Supervised Learning Bot
Introduction
Training a bot for an AI competition like Halite III makes a lot of sense - especially if you have performant bots written by humans that can generate data for your training. We tried using SVM to help bots navigate to halite-rich areas on the map.
What is an SVM?
A Support Vector Machine (SVM) is a supervised machine learning model with associated learning algorithms for classification and regression analysis. SVMs are based on the idea of finding a hyperplane that best divides marked data into two groups, and in doing so building a model that can assign new unmarked data to one group or the other. A more in-depth look at SVMs is available here.
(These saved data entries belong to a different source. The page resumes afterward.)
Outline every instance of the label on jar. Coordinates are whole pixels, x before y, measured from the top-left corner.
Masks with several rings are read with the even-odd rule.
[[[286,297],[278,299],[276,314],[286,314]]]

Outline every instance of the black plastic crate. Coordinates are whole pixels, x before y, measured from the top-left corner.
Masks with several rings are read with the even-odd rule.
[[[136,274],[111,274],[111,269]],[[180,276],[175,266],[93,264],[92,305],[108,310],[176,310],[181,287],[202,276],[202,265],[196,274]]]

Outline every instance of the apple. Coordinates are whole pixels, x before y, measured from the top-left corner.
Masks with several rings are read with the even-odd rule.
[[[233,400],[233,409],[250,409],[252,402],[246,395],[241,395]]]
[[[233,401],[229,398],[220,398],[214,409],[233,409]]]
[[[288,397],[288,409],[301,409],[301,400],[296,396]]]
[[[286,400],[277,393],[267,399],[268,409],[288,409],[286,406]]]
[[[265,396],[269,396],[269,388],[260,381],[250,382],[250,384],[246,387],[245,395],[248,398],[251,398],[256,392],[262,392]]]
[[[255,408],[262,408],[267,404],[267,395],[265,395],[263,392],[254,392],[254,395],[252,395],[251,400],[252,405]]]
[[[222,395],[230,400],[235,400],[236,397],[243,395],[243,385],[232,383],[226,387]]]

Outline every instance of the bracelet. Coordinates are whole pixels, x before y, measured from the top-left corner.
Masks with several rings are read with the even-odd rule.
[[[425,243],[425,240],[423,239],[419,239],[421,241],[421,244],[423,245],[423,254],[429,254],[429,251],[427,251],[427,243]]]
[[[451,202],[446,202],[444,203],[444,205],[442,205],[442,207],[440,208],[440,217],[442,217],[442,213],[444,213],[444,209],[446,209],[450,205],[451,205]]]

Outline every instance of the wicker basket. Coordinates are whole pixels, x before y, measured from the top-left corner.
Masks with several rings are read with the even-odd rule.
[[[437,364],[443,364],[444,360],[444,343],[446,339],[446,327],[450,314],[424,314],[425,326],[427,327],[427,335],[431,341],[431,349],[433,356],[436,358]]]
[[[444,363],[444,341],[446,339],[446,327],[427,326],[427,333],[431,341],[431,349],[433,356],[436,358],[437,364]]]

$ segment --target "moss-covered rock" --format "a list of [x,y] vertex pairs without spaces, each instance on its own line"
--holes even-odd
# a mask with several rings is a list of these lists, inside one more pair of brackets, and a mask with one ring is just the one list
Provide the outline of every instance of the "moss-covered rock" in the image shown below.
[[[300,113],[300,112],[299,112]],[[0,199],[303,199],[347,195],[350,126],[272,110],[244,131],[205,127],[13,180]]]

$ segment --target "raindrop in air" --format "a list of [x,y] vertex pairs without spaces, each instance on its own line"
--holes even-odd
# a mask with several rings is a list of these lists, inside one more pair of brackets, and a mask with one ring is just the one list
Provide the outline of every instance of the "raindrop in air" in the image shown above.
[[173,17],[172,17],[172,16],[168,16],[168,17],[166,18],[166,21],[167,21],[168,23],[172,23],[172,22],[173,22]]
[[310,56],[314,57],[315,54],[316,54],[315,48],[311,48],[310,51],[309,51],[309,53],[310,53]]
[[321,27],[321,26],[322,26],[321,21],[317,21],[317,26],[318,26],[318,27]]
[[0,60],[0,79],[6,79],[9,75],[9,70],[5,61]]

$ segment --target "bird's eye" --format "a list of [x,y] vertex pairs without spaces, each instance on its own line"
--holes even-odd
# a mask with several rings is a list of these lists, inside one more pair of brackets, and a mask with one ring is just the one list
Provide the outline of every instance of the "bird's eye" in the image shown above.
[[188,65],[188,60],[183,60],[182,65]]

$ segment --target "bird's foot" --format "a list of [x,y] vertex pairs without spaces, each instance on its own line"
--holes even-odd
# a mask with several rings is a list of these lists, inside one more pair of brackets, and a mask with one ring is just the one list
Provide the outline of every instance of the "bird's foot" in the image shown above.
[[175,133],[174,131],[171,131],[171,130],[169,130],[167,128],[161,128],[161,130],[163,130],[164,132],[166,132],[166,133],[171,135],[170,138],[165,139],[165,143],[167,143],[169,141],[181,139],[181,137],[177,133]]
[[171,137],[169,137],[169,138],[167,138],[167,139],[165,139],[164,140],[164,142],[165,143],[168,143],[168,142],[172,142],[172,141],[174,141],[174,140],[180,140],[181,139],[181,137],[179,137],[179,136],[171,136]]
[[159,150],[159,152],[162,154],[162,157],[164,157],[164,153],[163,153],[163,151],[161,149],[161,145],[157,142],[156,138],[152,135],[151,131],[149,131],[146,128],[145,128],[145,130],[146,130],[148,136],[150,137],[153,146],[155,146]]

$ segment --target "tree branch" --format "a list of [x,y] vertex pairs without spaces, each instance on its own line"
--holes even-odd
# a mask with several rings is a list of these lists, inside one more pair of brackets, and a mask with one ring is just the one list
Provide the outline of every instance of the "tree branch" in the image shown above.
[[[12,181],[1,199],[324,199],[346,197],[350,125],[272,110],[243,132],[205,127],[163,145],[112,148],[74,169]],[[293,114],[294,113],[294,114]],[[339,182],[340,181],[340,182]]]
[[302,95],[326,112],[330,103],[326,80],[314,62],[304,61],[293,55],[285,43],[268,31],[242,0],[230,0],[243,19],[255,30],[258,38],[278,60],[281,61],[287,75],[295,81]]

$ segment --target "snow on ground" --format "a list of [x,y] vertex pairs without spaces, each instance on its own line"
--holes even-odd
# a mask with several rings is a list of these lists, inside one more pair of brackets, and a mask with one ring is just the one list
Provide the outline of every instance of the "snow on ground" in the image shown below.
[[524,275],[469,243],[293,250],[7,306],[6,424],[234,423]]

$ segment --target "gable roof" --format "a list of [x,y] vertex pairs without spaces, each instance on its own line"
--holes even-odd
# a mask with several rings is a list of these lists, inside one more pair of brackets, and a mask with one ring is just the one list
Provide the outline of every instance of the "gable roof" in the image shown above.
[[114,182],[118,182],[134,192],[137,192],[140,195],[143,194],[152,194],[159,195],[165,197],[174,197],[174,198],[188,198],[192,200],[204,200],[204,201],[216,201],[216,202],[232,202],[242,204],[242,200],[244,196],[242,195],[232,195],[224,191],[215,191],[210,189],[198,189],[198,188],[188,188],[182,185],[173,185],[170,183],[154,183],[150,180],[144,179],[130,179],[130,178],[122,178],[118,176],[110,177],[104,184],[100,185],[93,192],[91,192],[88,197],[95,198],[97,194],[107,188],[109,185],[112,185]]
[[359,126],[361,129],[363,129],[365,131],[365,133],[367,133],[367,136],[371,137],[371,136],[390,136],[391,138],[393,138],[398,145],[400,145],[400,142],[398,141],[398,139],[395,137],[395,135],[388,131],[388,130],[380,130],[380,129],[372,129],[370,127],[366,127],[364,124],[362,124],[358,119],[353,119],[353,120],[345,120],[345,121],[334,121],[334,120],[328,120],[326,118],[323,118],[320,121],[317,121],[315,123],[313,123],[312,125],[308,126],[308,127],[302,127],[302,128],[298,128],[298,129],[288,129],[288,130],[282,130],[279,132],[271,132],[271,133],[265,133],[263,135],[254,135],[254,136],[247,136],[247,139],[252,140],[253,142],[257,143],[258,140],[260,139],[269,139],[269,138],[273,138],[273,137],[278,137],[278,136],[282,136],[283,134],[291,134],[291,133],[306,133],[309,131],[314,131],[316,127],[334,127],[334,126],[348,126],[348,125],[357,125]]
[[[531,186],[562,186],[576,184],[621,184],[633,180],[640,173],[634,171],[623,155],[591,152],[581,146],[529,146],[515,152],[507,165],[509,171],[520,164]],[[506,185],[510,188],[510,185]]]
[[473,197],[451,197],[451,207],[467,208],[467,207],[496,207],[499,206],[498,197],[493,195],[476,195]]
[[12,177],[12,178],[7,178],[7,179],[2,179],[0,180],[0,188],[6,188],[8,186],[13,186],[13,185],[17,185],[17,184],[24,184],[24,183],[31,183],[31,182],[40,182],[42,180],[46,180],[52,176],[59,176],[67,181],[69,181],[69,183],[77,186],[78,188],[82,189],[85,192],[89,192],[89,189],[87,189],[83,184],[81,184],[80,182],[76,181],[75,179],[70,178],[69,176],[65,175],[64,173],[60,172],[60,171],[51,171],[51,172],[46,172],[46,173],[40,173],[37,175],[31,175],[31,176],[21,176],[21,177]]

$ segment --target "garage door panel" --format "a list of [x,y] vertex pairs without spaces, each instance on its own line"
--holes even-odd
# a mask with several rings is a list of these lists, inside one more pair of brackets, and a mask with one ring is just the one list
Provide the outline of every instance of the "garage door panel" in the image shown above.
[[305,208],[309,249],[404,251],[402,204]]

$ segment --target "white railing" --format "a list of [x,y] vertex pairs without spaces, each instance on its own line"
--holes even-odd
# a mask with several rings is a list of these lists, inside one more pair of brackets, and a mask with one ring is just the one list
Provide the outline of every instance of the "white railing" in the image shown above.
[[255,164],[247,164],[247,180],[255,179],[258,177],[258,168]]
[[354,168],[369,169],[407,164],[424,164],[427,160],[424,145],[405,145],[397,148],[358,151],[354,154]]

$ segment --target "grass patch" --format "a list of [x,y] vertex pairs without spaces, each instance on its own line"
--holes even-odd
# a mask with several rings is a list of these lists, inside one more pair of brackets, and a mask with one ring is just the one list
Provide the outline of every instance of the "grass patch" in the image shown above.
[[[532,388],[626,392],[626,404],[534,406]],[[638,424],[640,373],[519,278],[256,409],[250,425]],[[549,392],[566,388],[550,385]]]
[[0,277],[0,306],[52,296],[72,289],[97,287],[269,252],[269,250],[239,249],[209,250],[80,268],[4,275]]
We used a specific kind of SVM called an RBF kernel weighted classifier. RBF kernel works well in practice, and is relatively easy to calibrate. It’s well-studied and widely understood, and makes a great starting place.
Our Data and Method
A good strategy for developing an ML bot is to train on a winning bot’s data. To generate training data for two ML bots, we developed two simple bots with different navigation styles. One of these simple bots was more aggressive and the other was more passive. We ran four games for each of the bots, and saved every game state frame for training, resulting in 1,000 frames of data. This data was parsed and trimmed; we removed 25% randomly to improve training time. We centered the game action, and rotated each vector to improve overfitting and give the model better and more balanced decision-making abilities. This resulted in two models, an aggressive navigation model that we expected to explore boldly, and a passive navigation model that we expected to stay closer to base, move less often, and return more frequently.
The Bots
We built a simple bot that uses the machine-taught models to navigate. We used an object-oriented style that allowed us to share code between the passive and aggressive bots; SVM bot is an object initialized by its training weights, which come from whichever model it is given at runtime.
We found that the machine-taught models were bad at getting ships reliably back to base, so we coded that capability manually. We were thus additional able to further trim the data, throwing out any data about moving the ship closer to the shipyard. We also manually coded the logic to construct new ships, as this strategic decision was not a focus of our machine learning. After this data trimming, the bots took a quick ten minutes each to train.
Overall, these two bots are less successful at playing Halite III than the bots used to generate the training data. The ML bots decouple navigation from strategy, which makes them worse. The ML bots mimic moves without considering an overall strategic plan. A more advanced starting bot and more in-depth training might produce better results.